Anche il linguaggio dell’esortazione è presente in entrambi i brani. Seneca ricorre a espressioni che
esprimono urgenza e necessità, ma anche incoraggiamento («La cosa migliore... è», «è facile»,
prodest, oportet, «non conviene», «bisogna»); a congiuntivi esortativi alla prima persona plurale,
che associano tra loro autore e destinatario (videamus); a domande retoriche («Non vuoi essere
irascibile?»); a inviti rivolti direttamente al lettore («non esser curioso»). Plutarco utilizza invece
soprattutto consigli in negativo («non obbedirle», «non prestarle ascolto», «non inasprire la
passione») e raccomanda in generale un atteggiamento passivo, improntato a un’ideale di serenità e
autocontrollo, esemplificati dall’immagine metaforica della nave che getta l’ancora «in acque
tranquille».
Per quanto riguarda il lessico, infine, in Seneca è notevole il ricorso al lessico della medicina
(vitium comitiale, valetudo nel senso di «malessere», causa nel senso di «malattia», medicina),
mentre in Plutarco sono presenti diversi termini che rientrano nell’ambito semantico della
tranquillità e dell’isolamento («rimanere tranquilli», «rimanere impassibili», «fuggire»,
«nascondersi», «acque tranquille»).

3. Approfondimento e riflessioni personali

Si può dire che l’ira è il sentimento sotto il segno del quale ha inizio l’intera letteratura occidentale.

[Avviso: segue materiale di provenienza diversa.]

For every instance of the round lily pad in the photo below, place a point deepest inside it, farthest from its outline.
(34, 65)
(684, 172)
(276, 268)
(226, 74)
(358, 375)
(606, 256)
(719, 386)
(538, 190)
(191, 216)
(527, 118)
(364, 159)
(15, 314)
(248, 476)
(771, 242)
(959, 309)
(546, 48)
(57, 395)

L’Iliade, il primo grande poema della grecità, si apre infatti proprio con la menis di Achille, l’ira
funesta dell’eroe colpito nell’onore. Prima che l’ira venisse riconosciuta, dal pensiero filosofico
ellenistico a cui si rifanno sia Seneca sia Plutarco, come la passione antisociale per eccellenza,
presso la civiltà di vergogna raffigurata nel poema omerico essa rappresentava invece una delle
componenti principali, l’espressione del giusto risentimento dell’eroe o del dio che è stato privato di
ciò che gli è dovuto.
L’idea di un’ira che miri a vendicare un affronto subito o a punire un’ingiustizia, ricorre, non senza
aspetti ambigui, anche in chiusura dell’altro grande poema della classicità greco-latina, l’Eneide di
Virgilio. Il duello finale tra Enea e l’antagonista Turno si conclude con lo scatto d’ira dell’eroe
troiano alla vista del balteo sottratto come trofeo dal suo avversario al giovane Pallante. Pur essendo
il campione della pietas, modello di sopportazione di ogni prova in vista della missione divina di
cui è investito, anche Enea alla fine mostra il suo lato più umano, più influenzabile da una passione
violenta come l’ira, e uccide senza pietà un Turno ormai sconfitto e supplice. Il giudizio di Virgilio
resta in sospeso: quello di Enea è un atto di giusta vendetta per la tracotanza dimostrata da Turno
nel duello contro Pallante, oppure un atto a sua volta di sopraffazione, che ignora quella virtù della
clementia, della tolleranza verso il nemico sconfitto, che era stata al centro della propaganda di
Giulio Cesare prima e del suo erede Ottaviano poi?